In spite of this, I had quite a wobbly week, choking up and getting all teary-eyed at the oddest of moments and usually at the most inconsequential of things.
Perhaps it was the juxtaposition of the glorious weather with what is slowly but surely being considered as our new normal that hit me in the solar plexus? I mean, how can it be Spring when everything else is awry and nothing rhymes? Things are so surreal that I keep expecting to wake up from this nightmare any moment.
But wobbles are just that, brief moments in time when our hearts can no longer cope with all the pent-up emotions, and we have to let off steam. Then we pick ourselves up and carry on. Never did the famous Keep Calm and Carry On slogan ring so true.
So, I tried to keep calm and carried on wearing my most colourful outfits. And while the first bit wasn't always a success, I'd like to think I nailed the second with my choice of outfits!
If I remember correctly - sorry, head's a bit of a jumble too - this is what I was wearing on Monday before last.
The outfit was built around the exuberantly dotted aubergine blouse, which I was determined to wear as a pick-me up. From its print, I picked orange for my cardigan, and yellow for the flower corsage pinned to it, as well as my belt and tights. Both orange and yellow were combined in my vintage beaded necklace. The one that always reminds me of bubble gum balls!
My skirt is vintage St. Michael, and is part of a suit, with a short-sleeved belted jacket. See here.
Picking a final colour from the blouse's dots, I added a white poodle brooch. Isn't he the cutest?

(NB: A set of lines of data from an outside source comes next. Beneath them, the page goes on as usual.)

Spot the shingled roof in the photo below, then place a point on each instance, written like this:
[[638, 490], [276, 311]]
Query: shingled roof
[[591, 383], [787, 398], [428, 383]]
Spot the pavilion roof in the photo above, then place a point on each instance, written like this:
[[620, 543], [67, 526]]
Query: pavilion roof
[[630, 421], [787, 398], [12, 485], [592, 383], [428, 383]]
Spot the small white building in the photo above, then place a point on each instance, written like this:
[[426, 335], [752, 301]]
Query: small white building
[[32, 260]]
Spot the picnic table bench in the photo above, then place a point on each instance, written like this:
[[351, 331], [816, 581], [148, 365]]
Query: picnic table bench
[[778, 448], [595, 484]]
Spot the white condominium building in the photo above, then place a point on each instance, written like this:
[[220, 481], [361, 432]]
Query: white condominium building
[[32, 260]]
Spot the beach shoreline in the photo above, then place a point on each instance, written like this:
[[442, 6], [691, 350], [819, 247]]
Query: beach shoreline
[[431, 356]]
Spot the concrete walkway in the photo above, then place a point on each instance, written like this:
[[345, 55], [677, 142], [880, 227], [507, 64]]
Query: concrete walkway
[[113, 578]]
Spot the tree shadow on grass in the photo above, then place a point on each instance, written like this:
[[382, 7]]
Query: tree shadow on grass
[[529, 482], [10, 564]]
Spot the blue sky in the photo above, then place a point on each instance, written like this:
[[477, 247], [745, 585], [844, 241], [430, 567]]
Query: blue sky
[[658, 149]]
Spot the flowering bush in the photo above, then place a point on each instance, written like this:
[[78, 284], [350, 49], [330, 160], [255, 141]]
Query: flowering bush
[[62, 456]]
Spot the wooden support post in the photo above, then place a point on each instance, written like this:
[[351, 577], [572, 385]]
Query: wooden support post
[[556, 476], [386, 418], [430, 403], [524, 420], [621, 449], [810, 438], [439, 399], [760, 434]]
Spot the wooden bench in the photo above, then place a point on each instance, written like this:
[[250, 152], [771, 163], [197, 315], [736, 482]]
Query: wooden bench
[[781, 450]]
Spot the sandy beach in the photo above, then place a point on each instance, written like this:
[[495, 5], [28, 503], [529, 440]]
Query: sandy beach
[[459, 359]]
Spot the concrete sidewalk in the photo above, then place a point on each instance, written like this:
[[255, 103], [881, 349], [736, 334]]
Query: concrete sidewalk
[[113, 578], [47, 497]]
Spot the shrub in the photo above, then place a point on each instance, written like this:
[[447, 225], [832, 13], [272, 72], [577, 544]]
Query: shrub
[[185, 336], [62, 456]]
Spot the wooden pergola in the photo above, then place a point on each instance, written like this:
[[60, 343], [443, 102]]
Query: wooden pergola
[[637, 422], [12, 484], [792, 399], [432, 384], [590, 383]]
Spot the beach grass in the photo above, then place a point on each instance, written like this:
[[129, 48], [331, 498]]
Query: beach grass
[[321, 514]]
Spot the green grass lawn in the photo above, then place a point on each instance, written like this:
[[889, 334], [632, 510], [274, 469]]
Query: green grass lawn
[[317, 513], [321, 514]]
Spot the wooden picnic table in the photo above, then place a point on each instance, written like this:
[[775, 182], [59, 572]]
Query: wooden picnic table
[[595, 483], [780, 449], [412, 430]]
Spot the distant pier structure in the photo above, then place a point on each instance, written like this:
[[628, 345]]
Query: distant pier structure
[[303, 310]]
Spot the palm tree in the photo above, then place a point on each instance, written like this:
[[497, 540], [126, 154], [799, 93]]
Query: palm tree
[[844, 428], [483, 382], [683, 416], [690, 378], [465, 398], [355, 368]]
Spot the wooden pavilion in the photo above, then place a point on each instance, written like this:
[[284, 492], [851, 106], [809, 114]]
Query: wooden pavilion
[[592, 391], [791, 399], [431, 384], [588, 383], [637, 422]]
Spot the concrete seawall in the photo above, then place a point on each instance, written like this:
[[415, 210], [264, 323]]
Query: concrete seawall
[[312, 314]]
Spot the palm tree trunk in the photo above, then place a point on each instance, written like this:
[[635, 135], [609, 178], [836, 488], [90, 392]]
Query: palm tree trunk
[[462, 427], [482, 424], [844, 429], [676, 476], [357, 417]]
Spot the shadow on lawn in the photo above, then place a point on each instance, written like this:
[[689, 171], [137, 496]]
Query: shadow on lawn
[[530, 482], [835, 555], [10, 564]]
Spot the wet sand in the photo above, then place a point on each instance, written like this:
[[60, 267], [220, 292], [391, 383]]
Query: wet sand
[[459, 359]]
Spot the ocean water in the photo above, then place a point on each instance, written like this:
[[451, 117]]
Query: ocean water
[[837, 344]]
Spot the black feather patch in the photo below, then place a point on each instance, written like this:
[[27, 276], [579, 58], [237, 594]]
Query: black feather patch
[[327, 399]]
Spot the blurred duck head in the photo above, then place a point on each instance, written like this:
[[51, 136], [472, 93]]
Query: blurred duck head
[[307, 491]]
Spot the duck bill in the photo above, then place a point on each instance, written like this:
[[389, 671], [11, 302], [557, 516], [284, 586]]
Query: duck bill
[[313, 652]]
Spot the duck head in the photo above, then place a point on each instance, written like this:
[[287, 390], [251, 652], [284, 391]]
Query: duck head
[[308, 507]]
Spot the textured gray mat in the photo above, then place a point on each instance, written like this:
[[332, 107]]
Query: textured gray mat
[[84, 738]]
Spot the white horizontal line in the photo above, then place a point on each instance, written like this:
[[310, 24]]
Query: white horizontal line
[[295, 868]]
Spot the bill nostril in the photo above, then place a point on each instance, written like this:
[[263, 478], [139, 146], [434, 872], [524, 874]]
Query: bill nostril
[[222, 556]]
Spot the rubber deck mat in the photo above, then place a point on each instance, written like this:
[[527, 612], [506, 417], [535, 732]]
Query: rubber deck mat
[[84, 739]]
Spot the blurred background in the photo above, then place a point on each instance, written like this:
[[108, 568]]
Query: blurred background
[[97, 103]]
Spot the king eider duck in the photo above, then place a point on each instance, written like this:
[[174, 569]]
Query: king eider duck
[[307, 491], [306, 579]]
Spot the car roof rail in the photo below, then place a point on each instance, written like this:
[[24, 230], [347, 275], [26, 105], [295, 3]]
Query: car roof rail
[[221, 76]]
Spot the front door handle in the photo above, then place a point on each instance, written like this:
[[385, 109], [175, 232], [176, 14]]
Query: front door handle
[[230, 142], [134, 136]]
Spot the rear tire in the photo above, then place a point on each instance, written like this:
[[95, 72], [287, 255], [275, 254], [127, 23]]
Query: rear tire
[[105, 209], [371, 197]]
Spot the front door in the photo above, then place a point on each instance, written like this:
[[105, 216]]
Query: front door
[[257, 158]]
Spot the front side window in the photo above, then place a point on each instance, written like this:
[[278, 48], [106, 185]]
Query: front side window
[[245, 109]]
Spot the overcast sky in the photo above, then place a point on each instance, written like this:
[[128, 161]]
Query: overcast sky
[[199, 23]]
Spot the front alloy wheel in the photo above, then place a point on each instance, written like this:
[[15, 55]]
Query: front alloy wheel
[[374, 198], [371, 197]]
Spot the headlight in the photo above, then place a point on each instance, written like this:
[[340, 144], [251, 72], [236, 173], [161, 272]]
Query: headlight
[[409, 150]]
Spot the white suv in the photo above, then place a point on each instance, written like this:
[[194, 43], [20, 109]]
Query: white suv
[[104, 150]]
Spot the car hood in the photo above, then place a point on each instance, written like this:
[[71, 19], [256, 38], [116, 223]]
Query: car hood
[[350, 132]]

I hadn't been out of the office during my lunch breaks for over a week but, after feeling particularly wretched on Wednesday morning, I needed to clear my head and thus walked to Antwerp's botanical garden again.
The sky was an almost surreal blue, contrasting most picturesquely with the sunlit buildings, with Antwerp's famous Art Deco skyscraper (top left) dwarfing my office building, which you can just catch a glimpse of in the bottom right corner.
Making a slight detour through some traffic free shopping streets spacious enough for social distancing, I passed a covered gallery of shops (bottom right) where weirdly enough music is gently tinkling from the sound system all day even though all the shops are closed.
Where the traffic free streets end, I happened to look up and spot an umbrella hanging from a branch of a tree.
Dodging the traffic on the busy street I'd arrived at, I briefly retraced my steps, then walked past the magnificent neoclassical Bourla theatre (top right), completed in 1834 and topped with statues of Apollo and the nine muses.
Then, after rounding a corner, the decorative stone balustrade bordering the botanical garden soon came into view. Topped by a series of ornate lampposts, it offers a bird's eye view of the sunken garden, a haven of serenity away from the chaos.
Dating back from 1825, the botanical garden was used for medical purposes for the adjacent St.Elisabeth hospital. Legend has it that its little pond was used to keep bloodsuckers which they used at the hospital.
The garden, affectionately known as Den Botaniek, has been managed by the city of Antwerp since 1926 and in 1950 it was listed as a valuable landscape for the city of Antwerp and its inhabitants.
There was no sign of the tulip with my name on it, but at least the label made me smile!
Not that you'd notice, as I was wearing my scarf doubling as a makeshift face mask.
Despite its small size, the botanical garden still houses an incredible 2000 plant species, with some artwork dotted among them.
Feeling refreshed and in a galaxy of my own, courtesy of the starry night print of my dress, we did some outfit photos in the garden after work.
Thanks to our heavy duty pruning, I was able to stand in the small paved sunken area in the middle of our garden, where even Phoebe had trouble getting into before, as it had become completely overgrown.
I was actually waiting for a spaceship to pick me up and zoom me over to a virus free planet, but none came so I gave up in the end.
The dress is vintage and once again it's one that's been in my wardrobe forever but hadn't been worn for a silly amount of time. It is made of a swishy rayon fabric, made even more swishier because of its lining.
I wore Monday's orange cardigan on top to which I clipped another one of my flower corsages.
While we were out in the garden, I had the opportunity to take a rare portrait of Her Majesty in which she isn't a blur or has just closed her eyes. You can see the little chink in her right ear, made when she was picked up and neutered as a one-year-old stray, before she was adopted by us.
Another view of my dress, without the cardigan this time. The squishy blue belt with its rectangular buckle is an old retail buy, as is the turquoise birds-in-flight brooch. The mottled blue beaded necklace is one of a plethora picked up in a long-gone vintage shop.
Putting on my Smiling Princess act here, but this can change in the blink of an eye.
When I went for a little walk during next day's lunch break and came across this heartbreaking scene in front of a cavalry group sculpture around the corner from my office, tears once again blurred my eyes, making me cut my walk short and flee back inside.
Today was my last working day of the week, so I'll probably have a bit more time for blogging now.
I promise to return shortly with photos of another, more successful, lunch break walk.